By the close of 1864, Abraham Lincoln had been reelected, the Union army had taken Nashville from General Hood, and Sherman had concluded his total war, “slash-and-burn” march of destruction to Savannah, Georgia, offering it as a Christmas present to Lincoln. Nevertheless, with everything seemingly falling to pieces, the South still held out hope of some sort of miracle, and Davis even attempted to send a peace delegation to meet with Lincoln in the early months of 1865. On January 28, 1865 as Union General Ulysses S. Grant was continuing to lay siege to Lee’s army at Petersburg, Virginia, Davis sent three commissioners headed by Vice-President Stephens to initiate informal peace talks with Lincoln. By February 3, however, the talks, known as the Hampton Roads Conference, came to a stalemate as Lincoln would accept nothing less than total union, while Davis would only accept Southern independence.
Even at that point, the South was clearly on its last legs. General George H. Thomas destroyed John Bell Hood’s Confederate army at the battles of Nashville and Franklin, leaving only two large Confederate armies still in the field. Lee's army was weakened by desertion, lack of supplies and casualties, and Joseph E. Johnston’s army could barely resist against Sherman’s army as it was advancing north toward Virginia.
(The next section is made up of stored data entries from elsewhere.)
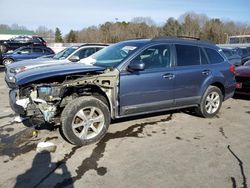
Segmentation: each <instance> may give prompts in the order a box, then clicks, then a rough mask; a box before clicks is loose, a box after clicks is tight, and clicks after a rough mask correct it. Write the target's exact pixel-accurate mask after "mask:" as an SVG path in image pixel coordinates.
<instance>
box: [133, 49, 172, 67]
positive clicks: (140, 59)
mask: <svg viewBox="0 0 250 188" xmlns="http://www.w3.org/2000/svg"><path fill="white" fill-rule="evenodd" d="M134 60H137V61H142V62H143V63H144V64H145V69H146V70H147V69H155V68H163V67H170V46H169V45H156V46H152V47H149V48H147V49H146V50H144V51H143V52H142V53H140V54H139V55H138V56H136V58H135V59H134Z"/></svg>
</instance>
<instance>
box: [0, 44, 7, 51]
mask: <svg viewBox="0 0 250 188" xmlns="http://www.w3.org/2000/svg"><path fill="white" fill-rule="evenodd" d="M7 51H8V48H7V46H5V45H3V44H0V52H1V53H6V52H7Z"/></svg>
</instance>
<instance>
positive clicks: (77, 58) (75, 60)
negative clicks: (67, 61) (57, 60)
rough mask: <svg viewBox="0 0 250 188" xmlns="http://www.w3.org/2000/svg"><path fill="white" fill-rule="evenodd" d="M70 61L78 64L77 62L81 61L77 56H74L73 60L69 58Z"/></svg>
mask: <svg viewBox="0 0 250 188" xmlns="http://www.w3.org/2000/svg"><path fill="white" fill-rule="evenodd" d="M69 60H70V61H72V62H77V61H80V58H79V57H78V56H76V55H73V56H72V57H71V58H69Z"/></svg>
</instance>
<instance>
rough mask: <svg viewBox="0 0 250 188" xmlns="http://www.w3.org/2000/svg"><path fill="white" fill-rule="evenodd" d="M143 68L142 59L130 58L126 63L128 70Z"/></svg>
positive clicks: (142, 61) (130, 70)
mask: <svg viewBox="0 0 250 188" xmlns="http://www.w3.org/2000/svg"><path fill="white" fill-rule="evenodd" d="M144 68H145V64H144V63H143V61H138V60H132V61H131V62H130V64H129V65H128V71H131V72H133V71H143V70H144Z"/></svg>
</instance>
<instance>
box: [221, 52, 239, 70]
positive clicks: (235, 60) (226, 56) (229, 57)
mask: <svg viewBox="0 0 250 188" xmlns="http://www.w3.org/2000/svg"><path fill="white" fill-rule="evenodd" d="M222 51H223V53H224V54H225V55H226V57H227V59H228V61H229V63H231V64H232V65H235V66H240V65H241V56H240V55H238V54H237V53H235V51H234V50H232V49H229V48H222Z"/></svg>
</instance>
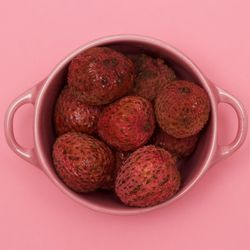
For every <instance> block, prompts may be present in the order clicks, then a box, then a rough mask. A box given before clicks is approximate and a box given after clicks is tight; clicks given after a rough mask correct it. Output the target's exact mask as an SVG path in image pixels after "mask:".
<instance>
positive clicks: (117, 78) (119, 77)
mask: <svg viewBox="0 0 250 250" xmlns="http://www.w3.org/2000/svg"><path fill="white" fill-rule="evenodd" d="M123 81H124V75H123V74H121V73H118V74H117V81H116V82H117V83H118V84H121V83H123Z"/></svg>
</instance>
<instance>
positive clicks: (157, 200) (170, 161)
mask: <svg viewBox="0 0 250 250" xmlns="http://www.w3.org/2000/svg"><path fill="white" fill-rule="evenodd" d="M179 187H180V174H179V171H178V170H177V167H176V162H175V160H174V158H173V157H172V156H171V154H170V153H168V152H167V151H166V150H165V149H163V148H159V147H155V146H153V145H149V146H144V147H142V148H139V149H138V150H136V151H135V152H133V153H132V154H131V155H130V156H129V158H128V159H127V160H126V162H125V164H124V165H123V166H122V167H121V169H120V171H119V172H118V175H117V178H116V182H115V192H116V194H117V196H118V197H119V198H120V200H121V201H122V202H123V203H124V204H126V205H128V206H135V207H148V206H154V205H157V204H159V203H161V202H164V201H166V200H167V199H169V198H171V197H172V196H173V195H174V194H175V193H176V192H177V191H178V189H179Z"/></svg>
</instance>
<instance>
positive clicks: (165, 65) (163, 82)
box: [130, 54, 176, 101]
mask: <svg viewBox="0 0 250 250" xmlns="http://www.w3.org/2000/svg"><path fill="white" fill-rule="evenodd" d="M130 58H131V60H132V61H133V62H134V64H135V68H136V78H135V86H134V89H133V93H134V94H135V95H138V96H141V97H144V98H146V99H148V100H150V101H153V100H154V99H155V97H156V95H157V94H158V93H159V91H160V89H161V88H162V87H163V86H165V85H167V84H168V83H169V82H171V81H173V80H175V79H176V75H175V73H174V71H173V70H172V69H171V68H170V67H168V66H167V65H166V64H165V63H164V61H163V60H162V59H160V58H157V59H154V58H152V57H150V56H147V55H145V54H139V55H130Z"/></svg>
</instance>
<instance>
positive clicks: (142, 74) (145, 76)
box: [138, 70, 156, 79]
mask: <svg viewBox="0 0 250 250" xmlns="http://www.w3.org/2000/svg"><path fill="white" fill-rule="evenodd" d="M155 76H156V74H155V73H154V72H153V71H151V70H145V71H142V72H140V74H139V76H138V77H139V78H140V79H148V78H152V77H155Z"/></svg>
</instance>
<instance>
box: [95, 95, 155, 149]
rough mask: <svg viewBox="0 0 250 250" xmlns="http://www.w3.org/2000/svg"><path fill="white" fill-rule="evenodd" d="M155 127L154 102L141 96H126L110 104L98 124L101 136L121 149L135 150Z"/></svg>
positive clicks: (139, 146) (118, 147)
mask: <svg viewBox="0 0 250 250" xmlns="http://www.w3.org/2000/svg"><path fill="white" fill-rule="evenodd" d="M154 128H155V117H154V111H153V107H152V104H151V103H150V102H149V101H148V100H146V99H144V98H142V97H139V96H126V97H123V98H121V99H119V100H118V101H116V102H114V103H112V104H110V105H109V106H107V107H106V108H105V109H104V111H103V112H102V114H101V116H100V118H99V120H98V124H97V130H98V134H99V136H100V137H101V138H102V139H103V140H104V141H105V142H106V143H108V144H109V145H111V146H112V147H114V148H115V149H117V150H119V151H133V150H135V149H137V148H138V147H140V146H142V145H144V144H145V143H146V142H147V141H148V139H149V138H150V137H151V135H152V134H153V132H154Z"/></svg>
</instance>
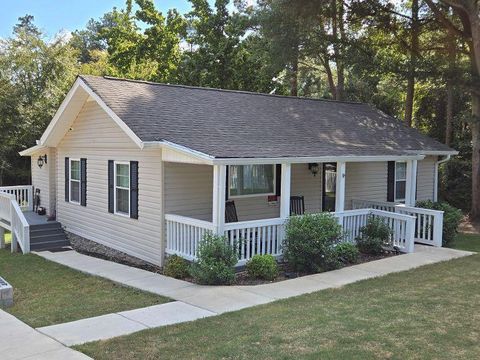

To most observers, the South was clearly reaching its end, but Davis had no intention of quitting the war. Even while he was fleeing, he attempted to order Confederate generals in the field to keep fighting. On April 9, 1865, Lee formally surrendered his weary army to Grant at Appomattox. Appomattox is frequently cited as the end of the Civil War, but there still remained several Confederate armies across the country, mostly under the command of General Joseph E. Johnston.